Answer. First, the revenues will hardly be received by the entire industry. They will be received by individual managers within this sector, and this money will never appear either in the economy of Kazakhstan, or in the economy of any other country. It will be compensation money for the sale of territory. It is black money, which does not bring happiness even to its owners. Second: it’s completely clear that today, when the world stands on the eve of a new technological revolution, counterrevolutions are taking place in industry, including the power industry. The nuclear power sector, which has a premonition of impending doom, is taking optimizing steps worldwide. It is trying to use the international division of labor to find the cheapest niche for its own existence. And this is already reflected, over the decades, in the economy of Kazakhstan. The fact is that the Russian nuclear industry organized an entire campaign for the artificial reduction of the price of uranium mined in Kazakhstan, with the aim of cutting the cost of nuclear fuel. Today, by their estimate, for each kilogram of exported uranium Kazakhstan receives only 50 % of the price that could be currently set.

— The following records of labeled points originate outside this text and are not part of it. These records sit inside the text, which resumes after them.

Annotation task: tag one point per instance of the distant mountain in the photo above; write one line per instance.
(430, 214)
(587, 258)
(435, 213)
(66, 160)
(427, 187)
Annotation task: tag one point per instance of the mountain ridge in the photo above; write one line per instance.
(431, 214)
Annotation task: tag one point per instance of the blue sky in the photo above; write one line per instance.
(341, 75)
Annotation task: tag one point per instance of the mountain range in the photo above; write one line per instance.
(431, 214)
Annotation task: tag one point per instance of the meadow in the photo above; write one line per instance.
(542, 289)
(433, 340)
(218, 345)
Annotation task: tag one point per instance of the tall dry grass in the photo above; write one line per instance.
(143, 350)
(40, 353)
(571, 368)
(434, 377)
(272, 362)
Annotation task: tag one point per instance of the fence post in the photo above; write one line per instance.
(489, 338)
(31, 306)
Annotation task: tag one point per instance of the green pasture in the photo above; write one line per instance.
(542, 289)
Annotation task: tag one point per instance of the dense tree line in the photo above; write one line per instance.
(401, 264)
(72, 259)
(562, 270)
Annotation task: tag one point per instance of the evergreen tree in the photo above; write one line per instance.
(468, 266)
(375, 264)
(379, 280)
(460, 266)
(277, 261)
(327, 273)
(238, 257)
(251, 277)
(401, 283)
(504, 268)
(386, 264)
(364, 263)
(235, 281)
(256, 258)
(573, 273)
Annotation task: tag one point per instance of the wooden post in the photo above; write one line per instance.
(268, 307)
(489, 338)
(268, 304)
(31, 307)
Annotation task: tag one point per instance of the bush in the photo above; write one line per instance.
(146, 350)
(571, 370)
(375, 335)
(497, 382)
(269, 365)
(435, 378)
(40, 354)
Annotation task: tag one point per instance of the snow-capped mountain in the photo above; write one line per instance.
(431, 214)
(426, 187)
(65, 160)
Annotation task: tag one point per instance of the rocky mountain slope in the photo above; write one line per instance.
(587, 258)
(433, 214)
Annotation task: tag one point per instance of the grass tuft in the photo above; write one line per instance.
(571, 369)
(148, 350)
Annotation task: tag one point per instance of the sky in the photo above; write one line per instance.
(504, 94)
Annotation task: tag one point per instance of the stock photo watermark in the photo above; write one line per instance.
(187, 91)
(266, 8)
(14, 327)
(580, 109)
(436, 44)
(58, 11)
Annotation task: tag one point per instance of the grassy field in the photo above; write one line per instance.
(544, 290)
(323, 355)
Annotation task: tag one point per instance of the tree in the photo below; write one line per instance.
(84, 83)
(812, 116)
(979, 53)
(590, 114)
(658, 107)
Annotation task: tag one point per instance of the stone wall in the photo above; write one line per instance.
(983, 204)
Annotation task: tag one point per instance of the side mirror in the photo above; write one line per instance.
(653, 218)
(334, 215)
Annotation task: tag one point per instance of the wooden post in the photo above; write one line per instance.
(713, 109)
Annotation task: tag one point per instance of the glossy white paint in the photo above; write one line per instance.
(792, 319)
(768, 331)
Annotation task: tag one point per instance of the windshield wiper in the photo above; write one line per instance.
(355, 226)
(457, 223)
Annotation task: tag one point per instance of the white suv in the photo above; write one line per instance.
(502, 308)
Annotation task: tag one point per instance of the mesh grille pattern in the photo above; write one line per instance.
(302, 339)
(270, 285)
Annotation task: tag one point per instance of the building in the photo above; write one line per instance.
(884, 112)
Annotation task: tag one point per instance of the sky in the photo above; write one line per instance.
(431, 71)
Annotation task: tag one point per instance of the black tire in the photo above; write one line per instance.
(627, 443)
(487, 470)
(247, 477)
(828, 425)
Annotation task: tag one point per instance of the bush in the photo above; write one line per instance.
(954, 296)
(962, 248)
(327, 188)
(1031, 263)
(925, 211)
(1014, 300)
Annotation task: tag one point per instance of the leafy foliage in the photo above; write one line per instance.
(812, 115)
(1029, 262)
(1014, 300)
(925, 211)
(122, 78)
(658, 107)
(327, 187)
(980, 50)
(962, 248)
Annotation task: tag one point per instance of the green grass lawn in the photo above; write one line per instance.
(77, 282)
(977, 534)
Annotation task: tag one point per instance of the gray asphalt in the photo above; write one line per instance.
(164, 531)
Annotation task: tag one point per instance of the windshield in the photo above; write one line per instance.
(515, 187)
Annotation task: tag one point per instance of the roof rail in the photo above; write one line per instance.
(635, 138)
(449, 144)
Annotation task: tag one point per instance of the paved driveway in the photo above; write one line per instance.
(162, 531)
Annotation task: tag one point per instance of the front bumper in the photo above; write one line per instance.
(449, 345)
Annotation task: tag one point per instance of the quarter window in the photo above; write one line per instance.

The primary weak link in nuclear power is the problem of enriched nuclear fuel and the burial of radioactive waste. And here, suddenly, a universal solution has been found. Today, two countries in the world deliver uranium to the global market for fabulously low prices. Due to these contracts, the leadership and upper management of the nuclear industry are fed. Unique conditions are created, under which, by using money obtained from the sale of uranium, it is possible to buy politicians, officials and even public opinion, as has been clearly demonstrated both in Russia and in Kazakhstan. The unprecedented policy of transforming the territory of two great states into international nuclear dumps starts here, with the changes in Russian and Kazakhstani legislation. These are not simple parts of one whole; they are a natural intersection of the interests of the nuclear departments of the two countries, and at the same time, a closed technological chain. Russia will process the enriched nuclear fuel, and the radioactive waste will be delivered to Kazakhstan. The people of the two nations will carry out the dirtiest, most dangerous work for the safe countries: Japan, France, Great Britain and the United States. It is these peoples that the global nuclear establishment has selected for the role of a clean-up crew for their own nuclear needs. And these people have no way to tell their own governments that this should not take place. The people of Russia and Kazakhstan have the right to establish priorities, to create a high-tech economy, and to rescue their own land from the invasion of foreign radioactive waste.

Interview conducted by Sergey Solyanik, member of the Ecological Society Green Salvation.